Monday 6 May 2013

Week 10 Readings - Benjamin Isakhan, Orientalism and the Australian News Media.


By Laura Green


I thought Isakhan’s chapter was very interesting. I agree that through many Western news outlets, Islam and Muslims are demonized as the “other”. However, I think many people would assume this has stemmed from the 9/11 terrorist attacks, but, Isakhan makes the interesting point that this demonization was evident even before 9/11. Other scholars have suggested the same of Australian news; Nahid Kabir gives multiple examples of how the news negatively targeted Islam, even before the events of 9/11 started to dominate world news, in his article “Representation of Islam and Muslims in the Australian Media, 2001-2005”. One of which is the way in early 2001, that the Australian news linked female genital mutilation to Islam synonymously, ignoring that it is a practice tied more to cultural background than to religious belief (Kabir, 2006: 314-315).

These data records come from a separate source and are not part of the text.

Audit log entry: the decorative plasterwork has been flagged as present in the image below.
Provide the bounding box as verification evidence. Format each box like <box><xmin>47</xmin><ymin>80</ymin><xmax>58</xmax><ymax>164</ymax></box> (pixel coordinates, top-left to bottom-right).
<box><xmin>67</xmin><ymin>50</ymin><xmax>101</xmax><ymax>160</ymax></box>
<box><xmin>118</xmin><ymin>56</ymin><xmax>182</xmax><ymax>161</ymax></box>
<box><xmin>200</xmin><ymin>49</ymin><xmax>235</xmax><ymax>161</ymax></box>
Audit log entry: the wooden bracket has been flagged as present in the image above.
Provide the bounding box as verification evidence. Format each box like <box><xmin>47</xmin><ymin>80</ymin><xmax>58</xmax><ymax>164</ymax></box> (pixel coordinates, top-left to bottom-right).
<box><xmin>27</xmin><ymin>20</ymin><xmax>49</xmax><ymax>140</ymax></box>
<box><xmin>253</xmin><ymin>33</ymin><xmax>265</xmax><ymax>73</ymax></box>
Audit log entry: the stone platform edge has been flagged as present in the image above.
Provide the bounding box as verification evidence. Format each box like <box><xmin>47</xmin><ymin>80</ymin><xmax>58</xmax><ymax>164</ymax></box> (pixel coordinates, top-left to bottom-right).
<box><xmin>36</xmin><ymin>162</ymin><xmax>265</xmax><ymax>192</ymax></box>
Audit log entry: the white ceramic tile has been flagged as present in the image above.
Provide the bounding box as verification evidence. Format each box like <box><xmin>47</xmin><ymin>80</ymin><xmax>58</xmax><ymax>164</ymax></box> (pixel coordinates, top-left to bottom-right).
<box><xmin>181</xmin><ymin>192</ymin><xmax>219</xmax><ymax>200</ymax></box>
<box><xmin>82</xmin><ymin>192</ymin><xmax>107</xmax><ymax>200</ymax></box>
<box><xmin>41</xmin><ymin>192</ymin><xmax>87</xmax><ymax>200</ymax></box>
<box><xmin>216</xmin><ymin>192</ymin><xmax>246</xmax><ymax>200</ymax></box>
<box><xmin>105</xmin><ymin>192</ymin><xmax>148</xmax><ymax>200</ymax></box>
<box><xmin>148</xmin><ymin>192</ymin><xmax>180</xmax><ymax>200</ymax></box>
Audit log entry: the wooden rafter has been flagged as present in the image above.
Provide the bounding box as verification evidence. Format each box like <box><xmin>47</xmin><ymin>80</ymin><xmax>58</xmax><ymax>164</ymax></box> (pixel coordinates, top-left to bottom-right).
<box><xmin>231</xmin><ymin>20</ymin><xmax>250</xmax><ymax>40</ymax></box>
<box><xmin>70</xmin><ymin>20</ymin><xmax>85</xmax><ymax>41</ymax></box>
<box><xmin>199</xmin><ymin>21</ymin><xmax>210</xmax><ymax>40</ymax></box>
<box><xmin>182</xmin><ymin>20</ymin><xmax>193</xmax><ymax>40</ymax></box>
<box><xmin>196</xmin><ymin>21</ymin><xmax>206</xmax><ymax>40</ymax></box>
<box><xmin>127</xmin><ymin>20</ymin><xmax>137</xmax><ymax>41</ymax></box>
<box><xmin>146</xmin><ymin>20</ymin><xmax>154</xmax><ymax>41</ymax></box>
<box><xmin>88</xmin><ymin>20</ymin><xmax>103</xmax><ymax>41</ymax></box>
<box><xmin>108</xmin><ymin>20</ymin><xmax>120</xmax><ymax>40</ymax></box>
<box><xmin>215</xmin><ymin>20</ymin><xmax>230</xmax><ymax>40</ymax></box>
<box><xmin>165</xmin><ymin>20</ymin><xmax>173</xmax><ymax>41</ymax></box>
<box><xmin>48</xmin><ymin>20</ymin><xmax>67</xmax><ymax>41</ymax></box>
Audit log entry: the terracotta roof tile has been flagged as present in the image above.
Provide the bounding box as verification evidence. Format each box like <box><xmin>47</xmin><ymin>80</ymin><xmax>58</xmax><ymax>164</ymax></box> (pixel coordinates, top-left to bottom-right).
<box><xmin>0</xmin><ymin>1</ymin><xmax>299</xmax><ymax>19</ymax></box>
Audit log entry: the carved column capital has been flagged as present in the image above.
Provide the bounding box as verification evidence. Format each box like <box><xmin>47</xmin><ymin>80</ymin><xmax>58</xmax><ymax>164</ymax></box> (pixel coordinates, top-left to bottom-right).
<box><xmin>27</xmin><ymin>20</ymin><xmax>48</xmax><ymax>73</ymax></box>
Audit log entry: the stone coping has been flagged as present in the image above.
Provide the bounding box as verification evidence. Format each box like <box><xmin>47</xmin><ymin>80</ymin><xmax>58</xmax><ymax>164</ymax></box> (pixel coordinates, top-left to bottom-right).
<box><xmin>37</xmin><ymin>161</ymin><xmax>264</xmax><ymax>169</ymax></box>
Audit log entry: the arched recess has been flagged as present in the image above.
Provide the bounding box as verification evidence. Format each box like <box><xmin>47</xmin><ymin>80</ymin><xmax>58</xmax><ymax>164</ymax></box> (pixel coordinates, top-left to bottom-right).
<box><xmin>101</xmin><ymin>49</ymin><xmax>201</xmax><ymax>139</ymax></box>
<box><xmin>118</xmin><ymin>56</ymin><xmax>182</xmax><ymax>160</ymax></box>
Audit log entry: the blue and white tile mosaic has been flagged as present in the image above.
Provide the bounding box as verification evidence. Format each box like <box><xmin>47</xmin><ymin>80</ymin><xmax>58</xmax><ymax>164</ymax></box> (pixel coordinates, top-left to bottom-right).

Isakhan suggests the representation of Islam in the Australian media, which is similar to many other Western countries, displays a continuation of what Edward Said called “orientalism”.  He makes his argument very convincingly, through pointing out the racial bias of the Australian news media throughout its history in its coverage of Indigenous and Asian peoples. I had previously not thought about the link between the way Islam is presented in todays news and how other cultures have been depicted in the past. However, after reading Isakhan’s article I think there is a clear case to say that orientalist ideals are visible in the Australian news medias history, and they have been carried forward even into the present day.

 References:

Nahid Kabir, “Representation of Islam and Muslims in Australian Media, 2001-2005”, Journal of Muslim Minority Affairs 26, no. 3 (2006): 313-328.

Benjamin Isakhan, “Orientalism and the Australian News Media: Origins and Questions”, in Islam and the Australian News Media, Halim Rane; Jacqui Ewart Mohamad Abdalla, eds., (Carlton: Melbourne University Publishing, 2010): 3-25.